When I leave Taiwan, what hould I ather not take home with me?

aak,

your ugly avatar. that thing gives me the creeps.

oh, and evidently your keyboard

jm

Come on, seriously what should I leave?

Erm… your elephant rectum stimulator and your automatic snowshoes?
Hell should I know? What do you have?

Your virginity, definitely leave that behind.

HG

OK, let me rephrase it. What should one rather not take home from Taiwan?

Actually, I’ll take your elephant rectum stimulator. Nurse Ratchett’s been looking a bit peaky recently.

Aye, it’s true!

HG

You need to list what you have, what you want to keep and why. It’s kind of hard to tell you what you should leave. Normally, the advice is anything large or heavy, unless really valuable and you’re willing/able to pay for shipping. If you look at the Forumosafieds, they are full of expat moving home sales.

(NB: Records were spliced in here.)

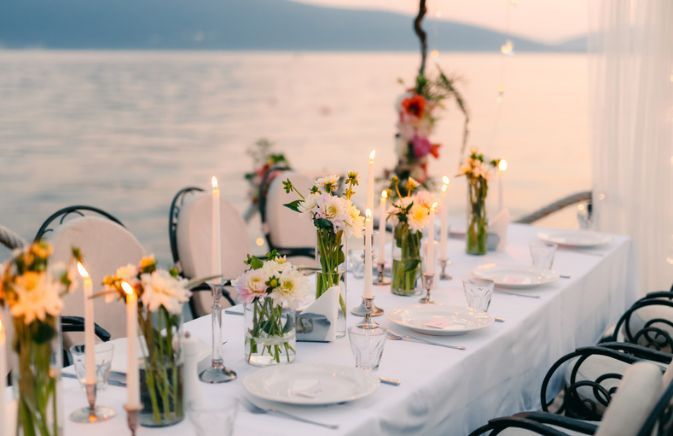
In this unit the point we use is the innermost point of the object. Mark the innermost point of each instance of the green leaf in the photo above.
(294, 205)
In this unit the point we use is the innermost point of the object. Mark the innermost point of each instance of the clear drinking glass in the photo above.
(356, 263)
(542, 254)
(478, 293)
(367, 343)
(104, 353)
(214, 418)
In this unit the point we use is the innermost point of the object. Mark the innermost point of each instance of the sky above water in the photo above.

if you’ve got one, you could leave a bottle of jameson’s 12 year old which i would be happy to come collect.

(this has to bear fruit sooner or later).

Your bank card and pin number.
Your extra large condoms, for the shoveller.
Any dvd’s and books we’d like watching. Do you have ‘wedding crashers?’
Your girlfriend.

But take your toenails or sandman will be round to eat them. (Orkney fudge lover.)

Your boss

Because life is more important than money. That is the ONLY reason any foreigner ever stays in Taiwan long. Unless they fuck up and get a wife, that is.

But what do I know, I’m just white trash. I don’t have that many choices.

leave your girlfriends here… you will get plenty of them @ home.

[quote=“mod lang”]Because life is more important than money. That is the ONLY reason any foreigner ever stays in Taiwan long. Unless they fuck up and get a wife, that is.

But what do I know, I’m just white trash. I don’t have that many choices.[/quote]

Thats WHAT should I leave, not WHY should I leave… tard.

Don’t be a prick – you’re going to make people think I’m a mank. You know perfectly well I don’t eat people’s toenails. I just suck and chew on them till there’s no taste left. Of course I don’t swallow. That would be disgusting!

I’ve grown attached to my Ten-$-Store stuff. I could easily fill a huge bag with my best plastic 700cc cups. What should I do?